I just spent a wonderful evening catching up with a good friend (who, thankfully, sees parenting as challenging as I do and isn’t afraid to admit it) while our kids played beautifully together upstairs. If only all evenings could be spent thus.
I was telling her of my new low this week, when I bribed my child to eat some fish finger in McDonalds (he refuses to eat anything but chips and beans, certainly no meat or fish) and it made me think of all the things I never thought I’d find myself saying as a parent (and that have probably secured a special ring of parenting hell just for me).

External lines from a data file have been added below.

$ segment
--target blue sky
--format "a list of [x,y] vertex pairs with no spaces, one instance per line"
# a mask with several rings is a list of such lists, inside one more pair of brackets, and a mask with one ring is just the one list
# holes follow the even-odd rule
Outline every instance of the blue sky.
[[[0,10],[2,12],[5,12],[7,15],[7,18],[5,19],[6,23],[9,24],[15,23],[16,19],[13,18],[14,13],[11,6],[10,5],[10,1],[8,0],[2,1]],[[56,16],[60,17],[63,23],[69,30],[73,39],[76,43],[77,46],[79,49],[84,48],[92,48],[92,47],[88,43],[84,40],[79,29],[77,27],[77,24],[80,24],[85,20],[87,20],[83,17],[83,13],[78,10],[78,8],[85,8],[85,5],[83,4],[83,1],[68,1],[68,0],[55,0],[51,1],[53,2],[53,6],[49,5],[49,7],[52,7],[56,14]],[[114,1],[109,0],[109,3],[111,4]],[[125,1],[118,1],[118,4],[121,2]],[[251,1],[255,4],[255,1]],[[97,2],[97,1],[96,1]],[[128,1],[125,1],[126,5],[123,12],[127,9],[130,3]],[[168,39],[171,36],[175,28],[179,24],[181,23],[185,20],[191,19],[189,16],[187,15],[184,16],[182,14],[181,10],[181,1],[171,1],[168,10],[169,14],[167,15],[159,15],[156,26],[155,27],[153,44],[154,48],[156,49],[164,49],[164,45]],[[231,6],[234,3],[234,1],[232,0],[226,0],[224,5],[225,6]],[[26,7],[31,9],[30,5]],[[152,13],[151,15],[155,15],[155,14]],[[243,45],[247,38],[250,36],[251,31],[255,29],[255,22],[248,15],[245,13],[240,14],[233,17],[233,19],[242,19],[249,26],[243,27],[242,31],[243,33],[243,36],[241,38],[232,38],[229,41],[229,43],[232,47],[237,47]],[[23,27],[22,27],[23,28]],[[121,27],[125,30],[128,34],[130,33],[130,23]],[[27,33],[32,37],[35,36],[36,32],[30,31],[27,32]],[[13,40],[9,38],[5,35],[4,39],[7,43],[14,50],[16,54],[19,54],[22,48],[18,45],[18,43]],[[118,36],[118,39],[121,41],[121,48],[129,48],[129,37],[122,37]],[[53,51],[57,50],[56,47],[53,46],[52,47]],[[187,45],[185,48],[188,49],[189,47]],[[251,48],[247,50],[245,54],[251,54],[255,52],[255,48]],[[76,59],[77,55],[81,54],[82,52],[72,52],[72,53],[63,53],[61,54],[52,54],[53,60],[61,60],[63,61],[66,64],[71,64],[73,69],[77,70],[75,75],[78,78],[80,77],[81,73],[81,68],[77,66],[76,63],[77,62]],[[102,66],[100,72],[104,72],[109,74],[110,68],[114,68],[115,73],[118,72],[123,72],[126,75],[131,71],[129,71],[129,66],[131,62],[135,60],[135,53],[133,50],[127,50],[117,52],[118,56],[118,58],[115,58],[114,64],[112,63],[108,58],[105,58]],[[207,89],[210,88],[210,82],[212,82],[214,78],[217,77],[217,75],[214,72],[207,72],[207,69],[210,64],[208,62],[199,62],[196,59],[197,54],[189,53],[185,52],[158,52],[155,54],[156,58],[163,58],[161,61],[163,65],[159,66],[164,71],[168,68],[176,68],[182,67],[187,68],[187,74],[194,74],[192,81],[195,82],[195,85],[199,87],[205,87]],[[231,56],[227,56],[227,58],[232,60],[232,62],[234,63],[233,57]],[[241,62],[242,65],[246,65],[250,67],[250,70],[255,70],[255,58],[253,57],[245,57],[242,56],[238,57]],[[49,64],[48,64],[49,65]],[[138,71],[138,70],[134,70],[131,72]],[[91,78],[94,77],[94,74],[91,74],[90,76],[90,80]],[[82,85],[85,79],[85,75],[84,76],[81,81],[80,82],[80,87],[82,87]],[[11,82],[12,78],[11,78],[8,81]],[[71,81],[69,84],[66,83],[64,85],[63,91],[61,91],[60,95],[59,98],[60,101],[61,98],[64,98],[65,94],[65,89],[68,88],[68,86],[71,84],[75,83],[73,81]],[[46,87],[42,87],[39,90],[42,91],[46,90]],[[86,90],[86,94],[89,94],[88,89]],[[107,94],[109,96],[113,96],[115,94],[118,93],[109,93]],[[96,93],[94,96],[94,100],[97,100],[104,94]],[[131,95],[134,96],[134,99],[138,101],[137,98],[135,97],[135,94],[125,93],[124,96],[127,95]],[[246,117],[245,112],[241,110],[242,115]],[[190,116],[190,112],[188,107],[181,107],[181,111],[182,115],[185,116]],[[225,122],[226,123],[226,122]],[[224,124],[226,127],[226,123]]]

These are a few I can remember:
- To my child in McDonalds: “Just eat one piece of fish finger and then you can have your chips”
- Too frequently, and in the hearing of other parents: “Please just finish your chips and beans, and then you can have your cookie”
- “Please, can you just watch TV, I’m too tired to take you outside”
- “Yes you can watch another programme, but it’ll mean no bedtime stories”
- “Can we watch Ben & Holly? I’m bored of Octonauts”
- In response to a scream: “Unless you’re bleeding I’m not interested”
- After daughter practised counting to 100, out loud, ALL DAY: “Can you stop counting now and play Candy Crush instead?”
- To a chatterbox child: “Would you like your mimi?” (Dummy/Pacifier)
- To an overly affectionate child: “I don’t want a cuddle right now but I’m sure Kara (the dog) does”
- “I don’t think a third satsuma/yoghurt/fruit pot is a good idea, would you like a cookie?”
- “I’m too tired to go to the park and it’s cold, would you like to go shopping?”
- “Why don’t you watch TV on the iPad; we’ll do your homework tomorrow”
I’m sure there are hundreds of others, and that doesn’t include all the things I swore I’d never ever say, no matter how tired and cranky I got (shut up / go away / serves you right / FFS / don’t you dare / you’re doing my head in and so on.)
Sigh. At least I can make other people feel better about their parenting! Don’t you just love being a mum?